The Phaeton is the Mercedes-matching upmarket limousine which cost fortunes to build and sold in such small numbers that the car managed third place in the Bernstein Research all-time money losers survey. Mercedes’ little Smart car was the winner of this unwanted award, losing a total of about $4.6 billion over the lifetime of the project, the equivalent of $6,100 per car. The Mark II smart is now on the road, but made in partnership with Renault of France to cut costs.
After the Smart came the Fiat Stilo, now long gone, which lost $2.9 billion and $3,700 each time one was sold. In third place was the Phaeton, which lost $2.7 billion or $38,000 a car since it was launched in 2002, according to Bernstein. The buying public couldn’t see past the Volkswagen badge, even though it undoubtedly matched the technology and quality of BMW, Mercedes, and VW’s own premium brand, Audi. A few lucky taxi drivers across Europe bought them second-hand for knock-down prices and can expect maybe 500,000 miles of luxury, fault-free motoring.
Investment bank Evercore ISI said VW plans to launch the Phaeton II late next year at a cost of $770 million. VW won’t say exactly when the replacement will appear, but seems determined to go ahead with the plan.
Volkswagen, Europe’s biggest car maker, has earned the ire of investors by increasing sales by 30 per cent in five years while profits remained stubbornly flat. Recently though it has appeared to eschew sales growth and corporate takeovers at the expense of profits, and announced long-term cost reduction plans totaling $11.8 billion.

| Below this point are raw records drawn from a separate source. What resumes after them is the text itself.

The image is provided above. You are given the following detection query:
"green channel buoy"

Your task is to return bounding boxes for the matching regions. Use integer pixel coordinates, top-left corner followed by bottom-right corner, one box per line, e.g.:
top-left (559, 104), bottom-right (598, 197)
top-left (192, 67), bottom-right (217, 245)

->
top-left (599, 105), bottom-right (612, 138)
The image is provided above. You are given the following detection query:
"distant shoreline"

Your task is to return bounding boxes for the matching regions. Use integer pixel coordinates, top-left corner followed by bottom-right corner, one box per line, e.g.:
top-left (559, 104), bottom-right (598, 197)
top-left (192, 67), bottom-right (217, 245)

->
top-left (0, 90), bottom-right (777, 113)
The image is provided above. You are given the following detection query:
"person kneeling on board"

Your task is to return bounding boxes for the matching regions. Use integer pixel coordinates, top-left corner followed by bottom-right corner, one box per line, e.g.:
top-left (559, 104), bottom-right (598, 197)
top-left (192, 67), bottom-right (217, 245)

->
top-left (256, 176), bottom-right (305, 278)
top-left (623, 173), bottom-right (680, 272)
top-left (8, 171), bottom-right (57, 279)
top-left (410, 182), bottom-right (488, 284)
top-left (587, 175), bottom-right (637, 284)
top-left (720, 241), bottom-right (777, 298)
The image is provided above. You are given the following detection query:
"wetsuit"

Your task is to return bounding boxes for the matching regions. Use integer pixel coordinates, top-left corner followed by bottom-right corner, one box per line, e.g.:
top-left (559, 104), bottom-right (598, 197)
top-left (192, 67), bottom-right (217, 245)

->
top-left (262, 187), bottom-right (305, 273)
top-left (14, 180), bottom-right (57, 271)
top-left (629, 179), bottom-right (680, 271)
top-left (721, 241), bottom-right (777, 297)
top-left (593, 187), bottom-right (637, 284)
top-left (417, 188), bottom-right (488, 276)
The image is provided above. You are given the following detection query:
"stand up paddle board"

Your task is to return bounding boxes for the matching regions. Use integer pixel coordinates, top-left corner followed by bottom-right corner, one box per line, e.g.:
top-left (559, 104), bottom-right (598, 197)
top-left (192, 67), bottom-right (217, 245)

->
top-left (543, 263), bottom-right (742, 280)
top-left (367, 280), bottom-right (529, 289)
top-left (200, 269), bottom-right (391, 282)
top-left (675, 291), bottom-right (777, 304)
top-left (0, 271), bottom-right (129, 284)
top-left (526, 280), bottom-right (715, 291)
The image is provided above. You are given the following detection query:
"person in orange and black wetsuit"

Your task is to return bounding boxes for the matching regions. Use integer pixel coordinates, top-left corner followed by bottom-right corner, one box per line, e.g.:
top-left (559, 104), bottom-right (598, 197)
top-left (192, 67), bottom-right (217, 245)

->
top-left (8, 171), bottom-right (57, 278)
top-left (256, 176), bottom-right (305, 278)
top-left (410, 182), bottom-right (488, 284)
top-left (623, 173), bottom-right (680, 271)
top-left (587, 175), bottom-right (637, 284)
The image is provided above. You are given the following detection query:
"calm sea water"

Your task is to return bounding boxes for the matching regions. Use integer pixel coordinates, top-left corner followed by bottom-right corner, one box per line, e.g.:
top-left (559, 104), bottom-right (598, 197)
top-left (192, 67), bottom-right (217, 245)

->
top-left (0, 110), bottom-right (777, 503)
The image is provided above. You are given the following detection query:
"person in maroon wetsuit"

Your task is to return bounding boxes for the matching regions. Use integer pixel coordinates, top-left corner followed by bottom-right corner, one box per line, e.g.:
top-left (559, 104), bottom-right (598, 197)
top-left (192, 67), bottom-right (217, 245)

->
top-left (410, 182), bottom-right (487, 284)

Critics point to the example of Toyota of Japan, which VW plans to supplant as the world’s biggest. Toyota sells roughly the same amount of vehicles but generates close to a 10 per cent profit margin while spending roughly half as much on research and development as VW. VW’s long-term profit goal is close to eight per cent.
VW has set itself some big targets. It plans to overtake General Motors and Toyota to be the biggest in the world by 2018 in terms of sales. By 2018, VW’s group pre-tax profit goal is at least eight per cent, and six per cent for its own troubled VW name-sake brand, which is currently struggling to stay in the black.
Evercore ISI reckons Phaeton II undermines VW’s credibility.
“We are hugely skeptical regarding the industrial and financial logic to invest 650 million euros ($770 million) for a new Phaeton. It raises questions regarding management’s seriousness to address the VW brand’s profitability problems and its efficiency program,” said Evercore ISI analyst Arndt Ellinghorst.
Ellinghorst says VW has three reasons for wanting a new Phaeton – it raises the VW brand image, makes technology available to the VW group, and will appeal to Chinese luxury customers.
This make no sense, according to Ellinghorst, because –
• With Audi, Porsche and Bentley, VW has enough premium exposure.
• VW risks duplicating technology investment.
• The market for luxury limousines, excluding China, is shrinking.
• VW is launching the Phaeton in the midst of a big cost cutting program seeking to reduce complexity, and this undermines management’s efficiency commitment.